ECMAScript 6 introduces generators, iterators and syntax sugar for iteration. Node.JS v0.11.4 with the flags
--harmony --use_strict --harmony_generators
understands the following generator
function* fibonacci() {
let previous = 0;
let current = 1;
while(true) {
let temp = previous;
previous = current;
yield current = temp + current;
}
}
I can then print the Fibonacci numbers less than 1000.
for(let value of fibonacci()) {
if(value > 1000) { break; }
console.log(value);
}
For this example a while loop instead of a for loop would be more natural, similar to
while(value of fibonacci() < 1000) {
console.log(value);
}
Can iteration of iterators be done with a while loop instead of a for loop?
You can call a generator step by step using next function
var sequence = fibonacci();
var value;
while ((value = sequence.next()) < 1000) {
console.log(value);
}
plus, maybe even a nicer solution would be something like:
function* fibonacci(limit){
let previous = 0;
let current = 1;
while(previous + current < limit) {
let temp = previous;
previous = current;
yield current = temp + current;
}
}
for(let value of fibonacci(1000)) {
console.log(value);
}
There are two possible ways I'd go on about this, given other languages that support this behavior:
1) One using Harmony proxies, which would let you doing meta-tables (kind of like in lua) and allow for lazy iterables. This would provide fhe following notation:
var arr = ...; // create the resource
for(var i=0;arr[i]<1000;i++){
arr[i]; // consume fibonacci numbers
}
2) The second using a take function letting you consume an iterable with .forEach like in C# or python. Which would allow the following notation:
takeWhile(fibGenerator,(item) => item<1000).forEach(... // consume with predicate
First approach - using harmony proxies
Note... for of loops through objects. It does not guarantee order at all. You can however do something like the following to get the notion of a lazy iterate.
You have to run node both with the --harmony_generators and --harmony_proxies flags:
var arr = ...; // create an array and proxy it, use a generator internally
arr[50]; // will calculate the 50th fibonacci element and return it.

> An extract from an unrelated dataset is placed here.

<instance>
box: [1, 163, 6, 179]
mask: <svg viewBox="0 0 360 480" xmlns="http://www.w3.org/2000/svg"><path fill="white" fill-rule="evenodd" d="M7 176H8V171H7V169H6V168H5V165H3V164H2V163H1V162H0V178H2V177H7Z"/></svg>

arr[100];// will calculate the 100th fibonacci element and return it.
for(var i=0;arr[i]<1000;i++){
arr[i];//the i-th fibonacci number
}
It will only calculate numbers not fetched yet, this will allow you to use a simple for loop.
Here is how*:
var cache = [];
var handler = {
get: (function(){
function fibIterator(){
var t=0,a=0,b=0;
return function(){
t=a;
a+=b;
b=t;
return a;
}
}
var iterator = fibIterator();
return function (target, fibNumber) {
if (name in cache) {
return cache[name];
}
while(iterator < fibNumber){
// update indexes.
}
})()
}
};
var arr = Proxy.create(handler);
(Just don't expect it to be very fast)
*(using old proxy notation, since the new one isn't supported in node yet, will update once it gets support)
Side note, in JavaScript since functions can have internal state through closures, you don't even really need a generator
Second approach, using an iterator Take function.
This is what you'd normally do in languages like C# for this use case.
function takeWhile(generating, predicate){
var res = [],last;
do{
res.push(last=generating())
}while(predicate(last));
return res;
}
Then do something like
var res = takeWhile(fibIterator,function(item){
return item<1000;
});
res.forEach(function(){ ...
Or by count:
function take(generating,numToTake){
var res = [],num;
do{
res.push(last=generating())
}while(num++ < numToTake);
return res;
}
var res = take(fibIterator,1000);//first 1000 numbers
function *bar(){
yield 1;
yield 2;
yield 3;
return 4;
}
var value,
g = bar();
while((value = g.next()).value){
console.log(value);
}
//Object {value: 1, done: false}
//Object {value: 2, done: false}
//Object {value: 3, done: false}
//Object {value: 4, done: true}
Yes, it is possible to do this by using the regular generator methods.
var fib = fibonacci(), value;
while( (value = fib.next()) < 1000 ) {
console.log(value);
}
Although I seem to prefer the for...of statement which takes care of handling those next calls and dealing with StopIteration(if the sequence is finite).